Friday, December 9, 2011

Saddle Horse Report Article

Here it is... WAY before it gets published!

by Becky Taggart

It has been a bit over three years since Julie Size decided to learn how to ride her American Saddlebred sidesaddle, a daunting task for any woman and to quote Julie, “much more difficult for a girl over 40!” Her grandfather use to take her to horse shows when she was little and it was there that she not only saw saddlebreds for the first time, but also “witnessed one of the most elegant sights I had ever seen, a woman riding aside! It took my breath away and left such an impression on me, a lifelong dream was born.”

Learning how to ride aside was not the only challenge, also finding the proper equipment, a very patient horse and someone to instruct her were problems. At that time, there were no accredited sidesaddle instructors in her area, certainly none that worked with saddlebreds.

Finding a sidesaddle was the first challenge. Most ladies use restored antique sidesaddles made anywhere from the late 1800’s to 1930 and finding one that fits both the horse and the rider is difficult. Julie’s first was a Champion & Wilton made in 1890. This saddle was totally inadequate for a saddlebred’s high head carriage and trot. “I wish I had discovered that before I had been riding in it for over a year and came very close to giving up, thinking it was me!” Julie reflected. “Now I own three sidesaddles made for 1890 to 1930.”

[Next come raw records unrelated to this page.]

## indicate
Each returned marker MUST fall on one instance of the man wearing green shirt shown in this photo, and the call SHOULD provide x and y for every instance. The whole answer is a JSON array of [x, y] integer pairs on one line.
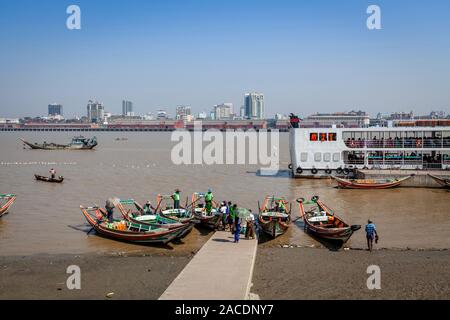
[[208, 201], [176, 199]]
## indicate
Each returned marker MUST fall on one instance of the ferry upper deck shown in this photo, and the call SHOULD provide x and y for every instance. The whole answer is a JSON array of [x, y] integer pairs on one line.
[[326, 151]]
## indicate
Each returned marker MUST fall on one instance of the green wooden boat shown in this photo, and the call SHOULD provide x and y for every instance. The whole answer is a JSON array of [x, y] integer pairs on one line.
[[274, 216]]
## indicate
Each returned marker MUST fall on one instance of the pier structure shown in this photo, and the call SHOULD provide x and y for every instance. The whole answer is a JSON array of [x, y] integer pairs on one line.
[[221, 270]]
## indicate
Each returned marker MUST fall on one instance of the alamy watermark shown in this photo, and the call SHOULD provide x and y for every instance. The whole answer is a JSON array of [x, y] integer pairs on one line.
[[73, 22], [374, 20], [74, 280], [230, 147], [374, 280]]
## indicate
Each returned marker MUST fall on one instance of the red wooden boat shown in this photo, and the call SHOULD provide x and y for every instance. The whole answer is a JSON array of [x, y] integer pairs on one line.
[[209, 219], [139, 216], [164, 209], [49, 179], [128, 231], [441, 181], [323, 223], [6, 201], [369, 183]]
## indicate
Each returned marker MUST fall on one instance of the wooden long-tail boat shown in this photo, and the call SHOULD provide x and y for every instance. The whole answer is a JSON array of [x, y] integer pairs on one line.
[[321, 222], [444, 182], [164, 209], [369, 183], [49, 179], [128, 231], [274, 216], [77, 143], [209, 219], [139, 216], [6, 201]]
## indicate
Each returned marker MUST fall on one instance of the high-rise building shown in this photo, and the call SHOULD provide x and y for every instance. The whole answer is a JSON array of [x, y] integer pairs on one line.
[[95, 111], [254, 105], [162, 115], [127, 108], [182, 112], [202, 116], [54, 109], [242, 112], [223, 111]]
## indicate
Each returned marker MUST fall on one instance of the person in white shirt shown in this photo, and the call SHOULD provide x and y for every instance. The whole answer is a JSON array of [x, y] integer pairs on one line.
[[250, 231], [223, 214]]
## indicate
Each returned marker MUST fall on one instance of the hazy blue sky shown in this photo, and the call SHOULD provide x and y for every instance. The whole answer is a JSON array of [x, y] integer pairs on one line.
[[305, 56]]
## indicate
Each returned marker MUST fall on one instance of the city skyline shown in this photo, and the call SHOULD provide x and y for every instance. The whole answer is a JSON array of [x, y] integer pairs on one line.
[[304, 57]]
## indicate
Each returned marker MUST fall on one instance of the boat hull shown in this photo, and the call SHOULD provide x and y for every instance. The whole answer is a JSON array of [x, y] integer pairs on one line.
[[367, 184], [55, 146], [47, 179], [273, 228], [6, 203], [441, 181], [158, 236]]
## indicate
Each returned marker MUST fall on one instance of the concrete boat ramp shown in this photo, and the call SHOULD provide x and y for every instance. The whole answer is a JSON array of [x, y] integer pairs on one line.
[[221, 270]]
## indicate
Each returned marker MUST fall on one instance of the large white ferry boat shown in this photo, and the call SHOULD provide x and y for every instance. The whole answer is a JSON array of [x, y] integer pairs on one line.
[[322, 152]]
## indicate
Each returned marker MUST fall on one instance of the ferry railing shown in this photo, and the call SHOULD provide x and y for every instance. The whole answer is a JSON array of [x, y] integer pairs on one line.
[[355, 162], [408, 143]]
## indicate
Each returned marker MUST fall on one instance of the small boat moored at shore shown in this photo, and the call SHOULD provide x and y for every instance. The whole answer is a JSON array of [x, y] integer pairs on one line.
[[127, 231], [49, 179], [164, 209], [441, 181], [77, 143], [369, 183], [209, 219], [6, 201], [141, 217], [274, 216], [321, 222]]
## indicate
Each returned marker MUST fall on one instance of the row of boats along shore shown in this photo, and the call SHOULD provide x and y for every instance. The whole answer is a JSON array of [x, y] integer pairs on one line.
[[168, 221], [164, 223]]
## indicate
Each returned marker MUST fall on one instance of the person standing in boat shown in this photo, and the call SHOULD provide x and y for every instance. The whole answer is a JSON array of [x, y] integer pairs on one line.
[[110, 210], [229, 218], [223, 214], [208, 201], [148, 207], [176, 199], [371, 234], [52, 173]]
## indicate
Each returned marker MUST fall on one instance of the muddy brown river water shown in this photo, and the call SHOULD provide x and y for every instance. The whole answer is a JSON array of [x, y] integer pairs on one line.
[[46, 217]]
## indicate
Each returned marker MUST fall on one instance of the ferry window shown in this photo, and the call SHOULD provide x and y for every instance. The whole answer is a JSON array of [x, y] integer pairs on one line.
[[304, 157], [346, 135], [446, 139], [336, 157], [323, 136], [317, 156], [332, 136]]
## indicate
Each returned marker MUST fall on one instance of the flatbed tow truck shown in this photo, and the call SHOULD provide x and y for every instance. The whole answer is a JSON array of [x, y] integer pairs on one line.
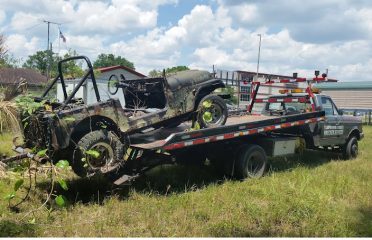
[[240, 147]]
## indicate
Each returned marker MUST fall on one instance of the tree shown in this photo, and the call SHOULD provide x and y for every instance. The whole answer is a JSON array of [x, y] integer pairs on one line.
[[3, 48], [176, 69], [6, 59], [155, 73], [107, 60]]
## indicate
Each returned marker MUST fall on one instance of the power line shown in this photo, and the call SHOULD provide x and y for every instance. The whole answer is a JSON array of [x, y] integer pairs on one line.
[[48, 23]]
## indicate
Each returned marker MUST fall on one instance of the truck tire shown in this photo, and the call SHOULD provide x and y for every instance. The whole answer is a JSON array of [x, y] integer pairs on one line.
[[350, 150], [212, 112], [251, 162], [111, 154]]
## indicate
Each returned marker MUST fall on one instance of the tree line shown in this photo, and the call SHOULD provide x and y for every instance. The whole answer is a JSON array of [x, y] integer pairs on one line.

Finding the right horse was the second challenge. A ladies horse should always be well mannered and patient and the higher a horse trots the more balance and strength is required for the rider. Most ladies opted to go from the walk to the canter for comforts sake. Historical riding books cite that high trotting saddle horses are the most difficult to trot aside, therefore a horse that helps the rider learn is most important. Heaven and Earth, aka Olivier, came into Julie’s life. “He was and is such a blessing to me! He is my forever horse!”

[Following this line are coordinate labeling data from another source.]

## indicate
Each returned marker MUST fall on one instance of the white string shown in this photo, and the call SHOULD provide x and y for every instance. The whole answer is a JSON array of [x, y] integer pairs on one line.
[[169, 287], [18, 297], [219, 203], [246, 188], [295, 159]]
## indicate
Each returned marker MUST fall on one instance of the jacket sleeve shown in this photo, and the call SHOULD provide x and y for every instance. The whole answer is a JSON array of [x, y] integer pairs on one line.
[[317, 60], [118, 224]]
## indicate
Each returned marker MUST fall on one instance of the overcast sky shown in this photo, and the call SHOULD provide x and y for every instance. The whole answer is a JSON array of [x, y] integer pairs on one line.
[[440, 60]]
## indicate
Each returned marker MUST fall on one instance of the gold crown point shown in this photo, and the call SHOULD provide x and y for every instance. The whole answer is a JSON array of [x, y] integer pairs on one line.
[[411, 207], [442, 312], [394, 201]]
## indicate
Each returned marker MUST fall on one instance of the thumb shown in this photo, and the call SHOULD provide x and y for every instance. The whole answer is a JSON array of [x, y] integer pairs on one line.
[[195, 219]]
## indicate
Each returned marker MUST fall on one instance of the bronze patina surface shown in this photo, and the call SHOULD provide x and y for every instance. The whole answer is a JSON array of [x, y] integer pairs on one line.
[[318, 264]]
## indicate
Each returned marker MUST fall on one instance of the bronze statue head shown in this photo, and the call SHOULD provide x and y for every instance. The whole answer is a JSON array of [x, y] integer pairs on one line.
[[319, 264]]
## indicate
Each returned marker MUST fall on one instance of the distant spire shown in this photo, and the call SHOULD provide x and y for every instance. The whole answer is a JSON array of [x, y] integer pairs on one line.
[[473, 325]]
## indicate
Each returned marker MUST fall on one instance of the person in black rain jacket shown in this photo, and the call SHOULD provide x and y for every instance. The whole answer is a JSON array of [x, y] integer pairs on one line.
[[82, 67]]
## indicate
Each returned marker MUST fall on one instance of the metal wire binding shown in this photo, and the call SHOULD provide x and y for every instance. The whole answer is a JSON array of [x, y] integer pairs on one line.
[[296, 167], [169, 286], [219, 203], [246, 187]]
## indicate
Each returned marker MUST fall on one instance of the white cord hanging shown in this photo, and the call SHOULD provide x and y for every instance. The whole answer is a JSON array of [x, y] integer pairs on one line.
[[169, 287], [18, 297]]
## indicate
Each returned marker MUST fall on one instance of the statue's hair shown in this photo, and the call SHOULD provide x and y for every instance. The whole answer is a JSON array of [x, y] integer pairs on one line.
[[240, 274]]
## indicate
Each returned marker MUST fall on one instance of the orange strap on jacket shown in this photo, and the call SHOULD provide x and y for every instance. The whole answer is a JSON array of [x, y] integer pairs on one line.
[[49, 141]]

Finding the right instructor was Julie’s third challenge. She started riding sidesaddle with a dressage instructor who helped get her started, but it was when she joined forces with Bluebonnet Farms trainer Sandra Currier in Bellville, Texas, that her sidesaddle riding career really took shape. It turns out that Sandy has won awards riding a half arab in both hunt sidesaddle and western sidesaddle. Julie had another very talented gelding that went into training with Bluebonnet and she and Oliver started lessons. “I know that most trainers would not be interested in helping me fulfill my dream considering it is such a challenge that I may never win a blue ribbon for her. Being a part of Bluebonnet is like being part of a very big family. Sandy and Dora are like my sisters and you cannot imagine how comforting they were when my father was ill and then passed away. I cherish my time at Bluebonnet. Oliver is my forever horse and Bluebonnet is my forever training barn.”

Julie says that she does ride astride as well but it is not her first choice, even when she trail rides at home. She has documented all of her experiences of riding sidesaddle with a blog entitled Riding Aside ( from her first lesson, historical research, art and artists and pictures from her shows. Her greatest aspiration is to influence someone else the way that unknown woman influenced her so long ago.

1 comment:

Leslie Sealey said...

You look stunning, and what a beautiful skirt! I enjoyed the article, thanks for posting.